Crédit photo Lydie Colders

Dans Overbookés, Rahaf Harfoush, consultante spécialisée dans le numérique, décrit combien les cadres créatifs aux États-Unis sont piégés dans « une productivité effrénée », au risque de frôler le burnout. Un livre pour les créatifs au sens large, mais aussi une réflexion globale sur les travers des entreprises.

Les entreprises n’ont de cesse, à raison, de brandir la nécessité d’innover. Mais comment expliquer que les managers créatifs soient soumis à « rythme intenable », étouffés par « la pression de produire, produire toujours plus », au risque de craquer ? Dans son livre, Rahaf Harfoush, anthropologue et entrepreneuse dans le numérique (elle enseigne à Sciences Po, et a travaillé dans l’équipe de réseaux sociaux sous l’ère d’Obama), victime d’un burnout, tord le cou à ce culte de la productivité épuisante pour les travailleurs intellectuels au sens large. Ceux chargés d’avoir des idées, « de résoudre des problèmes », d’inventer des services, des campagnes en entreprise. Dans ce livre très américain, elle offre une vaste réflexion sur les organisations du travail et l’histoire culturelle qui mènent droit au surmenage. Mêlant histoire du management, psychologie, influence culturelle, l’auteure questionne la vulgarisation grandissante de la créativité, devenue une compétence « floue » valorisée par l’entreprise et les politiques. Ou la « rigidité » du taylorisme et de l’évaluation des performances, bien compris dans les groupes avec « leurs échanges de bonnes pratiques » entre créatifs. Une culture du rendement épuisante que « nous avons tous intériorisée », comme « si les idées naissaient sur les chaînes de montage ».

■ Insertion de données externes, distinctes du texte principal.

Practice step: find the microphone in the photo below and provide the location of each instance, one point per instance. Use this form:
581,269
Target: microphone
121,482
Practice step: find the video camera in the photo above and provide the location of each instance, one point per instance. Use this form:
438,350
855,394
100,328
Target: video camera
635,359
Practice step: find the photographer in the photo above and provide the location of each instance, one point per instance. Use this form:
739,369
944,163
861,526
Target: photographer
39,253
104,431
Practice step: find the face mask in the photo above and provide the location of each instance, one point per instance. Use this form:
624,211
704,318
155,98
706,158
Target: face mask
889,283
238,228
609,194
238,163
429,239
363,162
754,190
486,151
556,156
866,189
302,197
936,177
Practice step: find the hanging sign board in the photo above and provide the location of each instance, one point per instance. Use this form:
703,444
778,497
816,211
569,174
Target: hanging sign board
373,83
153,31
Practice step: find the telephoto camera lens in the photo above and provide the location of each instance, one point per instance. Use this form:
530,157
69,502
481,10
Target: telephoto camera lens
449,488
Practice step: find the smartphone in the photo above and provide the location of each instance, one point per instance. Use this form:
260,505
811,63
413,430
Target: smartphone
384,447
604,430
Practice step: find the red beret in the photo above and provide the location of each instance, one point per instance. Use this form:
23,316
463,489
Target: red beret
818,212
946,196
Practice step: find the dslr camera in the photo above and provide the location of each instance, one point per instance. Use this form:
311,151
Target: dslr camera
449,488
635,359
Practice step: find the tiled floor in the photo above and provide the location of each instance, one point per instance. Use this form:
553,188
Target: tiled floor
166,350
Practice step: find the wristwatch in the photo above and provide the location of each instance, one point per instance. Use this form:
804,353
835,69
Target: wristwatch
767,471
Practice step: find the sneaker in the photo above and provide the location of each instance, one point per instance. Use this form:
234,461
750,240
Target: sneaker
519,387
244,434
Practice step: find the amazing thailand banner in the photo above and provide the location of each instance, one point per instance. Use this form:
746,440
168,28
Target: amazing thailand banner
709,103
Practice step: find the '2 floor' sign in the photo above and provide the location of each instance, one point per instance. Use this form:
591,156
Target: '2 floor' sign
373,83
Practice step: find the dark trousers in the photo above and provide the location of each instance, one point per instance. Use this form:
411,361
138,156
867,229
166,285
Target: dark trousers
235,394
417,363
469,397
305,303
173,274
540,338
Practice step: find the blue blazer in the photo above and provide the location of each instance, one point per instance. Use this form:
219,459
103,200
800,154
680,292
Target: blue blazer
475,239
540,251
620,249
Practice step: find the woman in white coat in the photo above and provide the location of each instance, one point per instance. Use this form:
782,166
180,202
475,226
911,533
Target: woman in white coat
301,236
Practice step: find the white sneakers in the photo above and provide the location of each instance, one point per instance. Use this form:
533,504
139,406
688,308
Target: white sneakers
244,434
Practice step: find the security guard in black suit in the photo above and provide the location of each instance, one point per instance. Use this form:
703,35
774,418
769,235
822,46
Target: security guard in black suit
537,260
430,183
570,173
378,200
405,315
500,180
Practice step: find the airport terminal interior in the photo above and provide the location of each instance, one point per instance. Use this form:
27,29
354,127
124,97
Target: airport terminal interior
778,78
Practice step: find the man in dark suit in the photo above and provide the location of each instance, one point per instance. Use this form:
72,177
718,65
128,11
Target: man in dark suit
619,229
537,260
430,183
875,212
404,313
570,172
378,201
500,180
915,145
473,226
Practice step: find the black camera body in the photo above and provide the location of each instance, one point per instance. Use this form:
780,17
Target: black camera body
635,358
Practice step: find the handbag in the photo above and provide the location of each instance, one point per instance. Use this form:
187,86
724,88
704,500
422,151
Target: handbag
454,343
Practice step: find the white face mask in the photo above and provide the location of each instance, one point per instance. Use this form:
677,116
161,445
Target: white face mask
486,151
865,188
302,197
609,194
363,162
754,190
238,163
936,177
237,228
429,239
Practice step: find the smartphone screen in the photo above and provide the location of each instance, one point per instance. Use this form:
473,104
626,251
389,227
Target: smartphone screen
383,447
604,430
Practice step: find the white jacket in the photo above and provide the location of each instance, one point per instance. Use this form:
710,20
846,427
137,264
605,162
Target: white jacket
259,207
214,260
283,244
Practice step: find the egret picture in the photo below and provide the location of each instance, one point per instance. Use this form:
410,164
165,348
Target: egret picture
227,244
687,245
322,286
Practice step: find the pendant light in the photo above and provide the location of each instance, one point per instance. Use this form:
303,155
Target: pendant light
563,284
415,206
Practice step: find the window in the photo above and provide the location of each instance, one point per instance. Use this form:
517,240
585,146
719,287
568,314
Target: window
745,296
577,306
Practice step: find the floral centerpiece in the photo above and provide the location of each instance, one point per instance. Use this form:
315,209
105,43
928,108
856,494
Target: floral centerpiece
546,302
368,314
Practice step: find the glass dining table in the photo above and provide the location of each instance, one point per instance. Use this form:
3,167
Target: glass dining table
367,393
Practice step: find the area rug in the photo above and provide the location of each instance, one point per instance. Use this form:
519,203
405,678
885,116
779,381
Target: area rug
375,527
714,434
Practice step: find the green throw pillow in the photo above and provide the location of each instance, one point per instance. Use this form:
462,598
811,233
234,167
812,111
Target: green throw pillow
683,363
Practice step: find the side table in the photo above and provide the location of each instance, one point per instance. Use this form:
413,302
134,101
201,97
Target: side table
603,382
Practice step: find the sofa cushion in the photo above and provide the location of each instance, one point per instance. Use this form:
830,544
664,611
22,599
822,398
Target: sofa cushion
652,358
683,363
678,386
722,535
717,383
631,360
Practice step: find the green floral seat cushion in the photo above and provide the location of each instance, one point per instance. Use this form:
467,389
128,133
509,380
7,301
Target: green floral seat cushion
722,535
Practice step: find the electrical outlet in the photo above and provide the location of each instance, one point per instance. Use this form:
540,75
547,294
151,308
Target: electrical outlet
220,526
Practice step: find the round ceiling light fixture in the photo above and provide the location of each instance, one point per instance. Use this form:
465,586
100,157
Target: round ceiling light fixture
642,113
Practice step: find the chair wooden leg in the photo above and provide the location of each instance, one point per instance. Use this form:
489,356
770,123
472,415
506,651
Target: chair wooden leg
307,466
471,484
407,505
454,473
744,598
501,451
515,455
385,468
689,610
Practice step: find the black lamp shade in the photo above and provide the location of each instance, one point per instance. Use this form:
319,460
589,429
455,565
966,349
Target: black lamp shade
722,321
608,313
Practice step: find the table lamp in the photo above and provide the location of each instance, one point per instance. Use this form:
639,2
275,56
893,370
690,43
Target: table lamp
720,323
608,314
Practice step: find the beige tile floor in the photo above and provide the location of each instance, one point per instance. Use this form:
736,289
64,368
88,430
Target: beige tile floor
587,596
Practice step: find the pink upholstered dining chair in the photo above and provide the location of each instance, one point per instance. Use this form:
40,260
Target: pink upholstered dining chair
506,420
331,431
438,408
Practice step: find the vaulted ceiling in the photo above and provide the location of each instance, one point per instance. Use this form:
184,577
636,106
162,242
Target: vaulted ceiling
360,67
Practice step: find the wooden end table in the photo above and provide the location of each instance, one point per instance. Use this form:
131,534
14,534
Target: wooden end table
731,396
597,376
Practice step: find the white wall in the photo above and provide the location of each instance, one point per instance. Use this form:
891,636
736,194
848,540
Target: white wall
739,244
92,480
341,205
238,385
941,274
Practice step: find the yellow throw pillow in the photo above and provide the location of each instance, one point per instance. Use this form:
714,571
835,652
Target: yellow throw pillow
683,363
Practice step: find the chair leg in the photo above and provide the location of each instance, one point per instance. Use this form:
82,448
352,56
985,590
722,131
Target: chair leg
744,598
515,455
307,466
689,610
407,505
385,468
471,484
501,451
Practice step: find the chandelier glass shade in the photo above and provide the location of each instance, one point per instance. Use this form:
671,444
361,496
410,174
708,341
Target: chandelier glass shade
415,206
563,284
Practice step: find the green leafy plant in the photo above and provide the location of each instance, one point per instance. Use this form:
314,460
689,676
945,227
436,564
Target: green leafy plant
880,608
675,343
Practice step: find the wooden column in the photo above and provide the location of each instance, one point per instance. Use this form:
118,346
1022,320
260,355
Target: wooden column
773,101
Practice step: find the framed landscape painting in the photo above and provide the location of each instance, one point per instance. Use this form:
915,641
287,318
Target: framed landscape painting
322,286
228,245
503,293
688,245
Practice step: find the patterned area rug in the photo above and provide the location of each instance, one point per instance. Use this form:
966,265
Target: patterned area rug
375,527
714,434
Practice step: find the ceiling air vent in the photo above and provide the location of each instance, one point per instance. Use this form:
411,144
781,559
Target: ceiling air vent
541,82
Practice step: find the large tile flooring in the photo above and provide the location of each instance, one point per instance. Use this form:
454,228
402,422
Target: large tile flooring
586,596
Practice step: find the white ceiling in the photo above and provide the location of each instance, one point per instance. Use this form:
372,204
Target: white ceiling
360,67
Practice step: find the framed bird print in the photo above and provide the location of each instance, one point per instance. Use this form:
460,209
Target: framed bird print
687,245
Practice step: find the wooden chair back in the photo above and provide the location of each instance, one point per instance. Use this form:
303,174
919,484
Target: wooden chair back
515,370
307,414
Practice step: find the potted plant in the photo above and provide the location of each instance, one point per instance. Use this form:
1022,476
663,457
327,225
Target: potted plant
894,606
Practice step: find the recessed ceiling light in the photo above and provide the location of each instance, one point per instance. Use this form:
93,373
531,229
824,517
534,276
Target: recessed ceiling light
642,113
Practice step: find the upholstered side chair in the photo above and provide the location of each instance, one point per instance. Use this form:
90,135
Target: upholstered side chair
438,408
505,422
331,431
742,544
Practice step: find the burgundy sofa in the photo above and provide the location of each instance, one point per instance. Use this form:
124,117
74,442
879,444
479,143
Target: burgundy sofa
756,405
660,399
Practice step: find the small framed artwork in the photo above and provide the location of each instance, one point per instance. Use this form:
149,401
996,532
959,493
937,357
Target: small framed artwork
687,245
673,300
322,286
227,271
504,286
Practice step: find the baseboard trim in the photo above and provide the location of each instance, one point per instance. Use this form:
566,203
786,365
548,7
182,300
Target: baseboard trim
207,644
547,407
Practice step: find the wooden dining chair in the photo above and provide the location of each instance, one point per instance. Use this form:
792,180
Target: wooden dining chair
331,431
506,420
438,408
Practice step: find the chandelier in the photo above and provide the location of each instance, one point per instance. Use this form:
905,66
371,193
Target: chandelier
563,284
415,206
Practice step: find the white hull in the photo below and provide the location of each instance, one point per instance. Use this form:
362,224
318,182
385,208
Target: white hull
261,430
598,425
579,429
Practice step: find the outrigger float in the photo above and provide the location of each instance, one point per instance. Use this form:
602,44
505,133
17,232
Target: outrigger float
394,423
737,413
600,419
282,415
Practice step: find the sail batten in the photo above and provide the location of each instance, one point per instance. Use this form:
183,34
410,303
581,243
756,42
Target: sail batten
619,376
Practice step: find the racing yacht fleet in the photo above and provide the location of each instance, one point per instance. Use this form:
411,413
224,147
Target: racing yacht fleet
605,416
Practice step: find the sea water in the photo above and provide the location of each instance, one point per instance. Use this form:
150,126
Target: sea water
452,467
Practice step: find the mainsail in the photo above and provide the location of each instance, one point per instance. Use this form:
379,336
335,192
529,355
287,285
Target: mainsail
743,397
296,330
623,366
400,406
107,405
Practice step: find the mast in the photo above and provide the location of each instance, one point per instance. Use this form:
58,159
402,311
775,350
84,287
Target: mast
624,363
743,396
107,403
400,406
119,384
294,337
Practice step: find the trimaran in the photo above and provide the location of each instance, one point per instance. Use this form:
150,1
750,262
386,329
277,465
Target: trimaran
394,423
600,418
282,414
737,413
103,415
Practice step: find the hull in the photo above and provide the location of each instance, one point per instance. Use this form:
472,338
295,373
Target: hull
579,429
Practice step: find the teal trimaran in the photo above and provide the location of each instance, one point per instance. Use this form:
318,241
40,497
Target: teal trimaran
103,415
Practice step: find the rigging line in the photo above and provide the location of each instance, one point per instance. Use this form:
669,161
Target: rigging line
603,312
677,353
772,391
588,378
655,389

Faut-il être « un guerrier » du travail ?

Aux États-Unis, la croyance dans la « dévotion au travail » reste bien ancrée, selon Rahaf Harfoush. Le mythe « du self-made-man 2.0 », bourreau de travail (elle cite Tim Cook, actuel PDG d’Apple, ou Marc Zuckerberg chez Facebook), continue de véhiculer l’idée « qu’il faut se surpasser pour réussir ». Elle appelle donc « les créatifs » à prendre du recul sur cette ode à la compétition dangereuse pour la santé. Le propos, très large, vire parfois au politique. Citant quelques études (OMS, Gallup) l’auteure souligne que « l’épidémie de stress et de burnout » coûterait « trois cents millions de dollars par an » aux entreprises aux États-Unis. Dans une économie qui s’oriente vers le savoir, bousculée par le numérique, le surmenage des travailleurs intellectuels inventifs serait « un danger pour l’économie et la santé ». Rahaf Harfoush, elle, propose de « travailler moins » pour « éviter le cerveau en surchauffe », suggérant une semaine de « 30 heures » pour les créatifs. Prétentieux, injuste pour d’autres métiers ? Chacun jugera. Au passage, on notera que cette spécialiste de l’innovation voit d’un bon œil l’idée d’un revenu de base face à l’ubérisation. D’autant que l’IA, pour l’instant « rudimentaire », pourrait chambouler aussi les métiers intellectuels, des auteurs aux avocats.